Frankly Six Black Candles is barely a play at all. Before the curtain goes up, Caroline (Kath Howden) is pining for the no-good Bobby, who has deserted her for the unseen babysitter, Stacey. By the end, after much farcical to-ing and fro-ing by her five diverse siblings with the paraphernalia of the occult and at the expense of a young priest (Mark McDonnell), she has arranged to meet the scoundrel outside Asda.
No-one goes on any sort of a journey during the piece and nothing has been worked out by then end of its two hours. Nothing really happens, and not in a profound Beckettian way either. It is an extended sketch with no real punchline, a shaggy dog story.
At his last billet, at the Brunton Theatre in Musselburgh, Thomson staged his own scripts during the Edinburgh Fringe, appropriate pieces of accessible theatre that were much better constructed as drama than Dillon's script is here.

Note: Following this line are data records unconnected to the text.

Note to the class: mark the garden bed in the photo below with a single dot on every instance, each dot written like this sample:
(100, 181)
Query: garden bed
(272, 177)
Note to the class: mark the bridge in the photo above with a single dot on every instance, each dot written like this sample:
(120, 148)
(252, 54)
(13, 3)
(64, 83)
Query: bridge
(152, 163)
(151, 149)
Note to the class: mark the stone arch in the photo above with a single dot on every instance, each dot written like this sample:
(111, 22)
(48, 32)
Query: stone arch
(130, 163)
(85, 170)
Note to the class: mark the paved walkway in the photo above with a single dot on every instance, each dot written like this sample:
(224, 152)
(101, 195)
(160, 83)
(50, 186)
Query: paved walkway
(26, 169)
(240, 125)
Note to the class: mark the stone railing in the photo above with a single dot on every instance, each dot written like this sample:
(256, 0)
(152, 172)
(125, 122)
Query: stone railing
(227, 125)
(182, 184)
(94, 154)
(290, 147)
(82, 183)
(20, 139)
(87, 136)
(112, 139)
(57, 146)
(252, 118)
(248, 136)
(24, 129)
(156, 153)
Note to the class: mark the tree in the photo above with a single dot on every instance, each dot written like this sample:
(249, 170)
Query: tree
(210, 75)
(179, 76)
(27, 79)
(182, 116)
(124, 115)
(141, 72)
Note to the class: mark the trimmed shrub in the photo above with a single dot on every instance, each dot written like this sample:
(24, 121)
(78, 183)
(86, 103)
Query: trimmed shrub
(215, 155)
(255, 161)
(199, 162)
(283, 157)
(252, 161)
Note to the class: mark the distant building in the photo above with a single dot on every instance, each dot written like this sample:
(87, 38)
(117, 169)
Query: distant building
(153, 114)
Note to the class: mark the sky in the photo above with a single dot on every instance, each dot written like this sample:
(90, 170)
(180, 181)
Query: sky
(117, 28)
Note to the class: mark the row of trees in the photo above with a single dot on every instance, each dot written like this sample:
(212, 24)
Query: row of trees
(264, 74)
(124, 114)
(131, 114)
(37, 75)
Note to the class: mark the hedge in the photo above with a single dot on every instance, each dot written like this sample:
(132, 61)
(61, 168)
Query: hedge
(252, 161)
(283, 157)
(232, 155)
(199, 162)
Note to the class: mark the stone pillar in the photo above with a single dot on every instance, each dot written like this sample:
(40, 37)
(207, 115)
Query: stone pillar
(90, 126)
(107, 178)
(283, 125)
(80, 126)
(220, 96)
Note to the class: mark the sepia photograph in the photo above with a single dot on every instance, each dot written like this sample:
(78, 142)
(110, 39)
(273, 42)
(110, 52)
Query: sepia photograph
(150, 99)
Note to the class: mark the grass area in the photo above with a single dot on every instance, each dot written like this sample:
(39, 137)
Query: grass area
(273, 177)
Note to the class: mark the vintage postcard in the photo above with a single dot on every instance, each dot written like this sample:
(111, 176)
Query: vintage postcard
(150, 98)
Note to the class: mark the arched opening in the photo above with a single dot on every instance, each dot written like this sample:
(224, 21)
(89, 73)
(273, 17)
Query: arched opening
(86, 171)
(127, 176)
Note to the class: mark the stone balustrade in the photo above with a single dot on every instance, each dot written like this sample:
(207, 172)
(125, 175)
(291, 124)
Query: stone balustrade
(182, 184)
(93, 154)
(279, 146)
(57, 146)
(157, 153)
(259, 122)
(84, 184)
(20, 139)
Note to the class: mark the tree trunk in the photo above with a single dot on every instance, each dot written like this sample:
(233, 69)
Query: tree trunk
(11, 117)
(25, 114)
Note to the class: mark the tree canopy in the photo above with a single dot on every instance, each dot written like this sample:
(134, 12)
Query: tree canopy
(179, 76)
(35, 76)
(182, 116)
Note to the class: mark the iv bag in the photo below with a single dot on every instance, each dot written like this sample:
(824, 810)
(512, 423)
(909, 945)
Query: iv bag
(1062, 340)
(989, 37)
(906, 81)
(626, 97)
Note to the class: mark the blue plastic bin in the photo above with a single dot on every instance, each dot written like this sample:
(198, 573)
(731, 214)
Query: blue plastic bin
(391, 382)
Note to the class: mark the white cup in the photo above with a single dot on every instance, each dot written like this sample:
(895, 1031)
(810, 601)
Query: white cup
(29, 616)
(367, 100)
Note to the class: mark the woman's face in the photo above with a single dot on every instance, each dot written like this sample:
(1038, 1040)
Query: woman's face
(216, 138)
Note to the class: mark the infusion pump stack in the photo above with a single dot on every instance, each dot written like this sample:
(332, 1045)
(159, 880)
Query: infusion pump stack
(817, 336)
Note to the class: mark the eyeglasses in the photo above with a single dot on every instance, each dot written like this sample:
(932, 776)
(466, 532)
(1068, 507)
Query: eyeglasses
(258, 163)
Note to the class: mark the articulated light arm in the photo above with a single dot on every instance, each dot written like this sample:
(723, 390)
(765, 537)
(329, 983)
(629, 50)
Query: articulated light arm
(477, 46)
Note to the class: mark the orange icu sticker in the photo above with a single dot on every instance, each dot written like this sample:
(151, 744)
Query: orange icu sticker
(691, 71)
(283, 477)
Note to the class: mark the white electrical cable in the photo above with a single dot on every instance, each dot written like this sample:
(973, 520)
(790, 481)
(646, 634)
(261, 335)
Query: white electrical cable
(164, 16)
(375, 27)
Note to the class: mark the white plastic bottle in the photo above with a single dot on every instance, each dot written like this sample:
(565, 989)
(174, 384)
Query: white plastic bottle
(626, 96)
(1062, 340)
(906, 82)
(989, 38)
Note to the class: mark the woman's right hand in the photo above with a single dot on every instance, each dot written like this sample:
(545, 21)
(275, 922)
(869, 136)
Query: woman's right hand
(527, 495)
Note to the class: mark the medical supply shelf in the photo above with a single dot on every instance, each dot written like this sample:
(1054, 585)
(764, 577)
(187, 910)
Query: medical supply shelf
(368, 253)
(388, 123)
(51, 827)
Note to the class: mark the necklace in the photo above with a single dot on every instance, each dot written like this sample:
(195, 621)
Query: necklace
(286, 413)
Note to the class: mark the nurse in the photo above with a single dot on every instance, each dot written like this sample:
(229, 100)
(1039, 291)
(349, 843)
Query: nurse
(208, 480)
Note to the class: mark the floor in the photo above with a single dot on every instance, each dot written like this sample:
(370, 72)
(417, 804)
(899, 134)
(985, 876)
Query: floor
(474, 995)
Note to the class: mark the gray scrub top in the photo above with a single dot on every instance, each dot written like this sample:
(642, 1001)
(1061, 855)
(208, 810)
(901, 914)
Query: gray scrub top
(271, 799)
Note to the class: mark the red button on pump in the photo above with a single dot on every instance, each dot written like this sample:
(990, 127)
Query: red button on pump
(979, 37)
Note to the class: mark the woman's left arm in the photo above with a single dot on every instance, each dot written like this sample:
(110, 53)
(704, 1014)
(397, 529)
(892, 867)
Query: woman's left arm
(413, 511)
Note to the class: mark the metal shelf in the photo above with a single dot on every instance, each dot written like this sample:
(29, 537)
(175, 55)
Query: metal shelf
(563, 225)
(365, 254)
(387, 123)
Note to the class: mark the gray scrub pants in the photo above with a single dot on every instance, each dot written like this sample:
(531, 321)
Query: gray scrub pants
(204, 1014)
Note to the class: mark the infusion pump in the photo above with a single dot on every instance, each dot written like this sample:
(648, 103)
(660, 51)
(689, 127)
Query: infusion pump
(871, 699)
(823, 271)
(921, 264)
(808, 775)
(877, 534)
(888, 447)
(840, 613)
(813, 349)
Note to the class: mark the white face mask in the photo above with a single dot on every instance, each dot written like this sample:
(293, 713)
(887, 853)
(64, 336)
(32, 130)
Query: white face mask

It does, however, have some great dialogue and some very funny, if not exactly witty, exchanges. The eight women on stage and two men (both victims, naturally) make the most of them all and, frankly, it doesn't look terribly hard work for any of them. Absolutely no effort is required of the audience either.
It would be po-faced in the extreme to complain that this is all a waste of resources, and particularly the talents of Eileen McCallum, Gabriel Quigley, Julie Duncanson and Jennifer Black, who have the best of it. It is at least debatable, however, whether it should be any part of the subsidised theatre.
Productions at Glasgow's Pavilion are operating in much the same area. It is also worth pointing out that if it had been staged during Edinburgh's hothouse August, its blasphemous tone would almost certainly have guaranteed it the front page of the Evening News
and condemnation from some Roman Catholic city councillor
who hadn't seen it.
Six Black Candles should not, however, need that sort of assistance to sell tickets. Seeing a posse of our finest actresses having fun is a treat that no-one should miss. Just don't expect food for thought.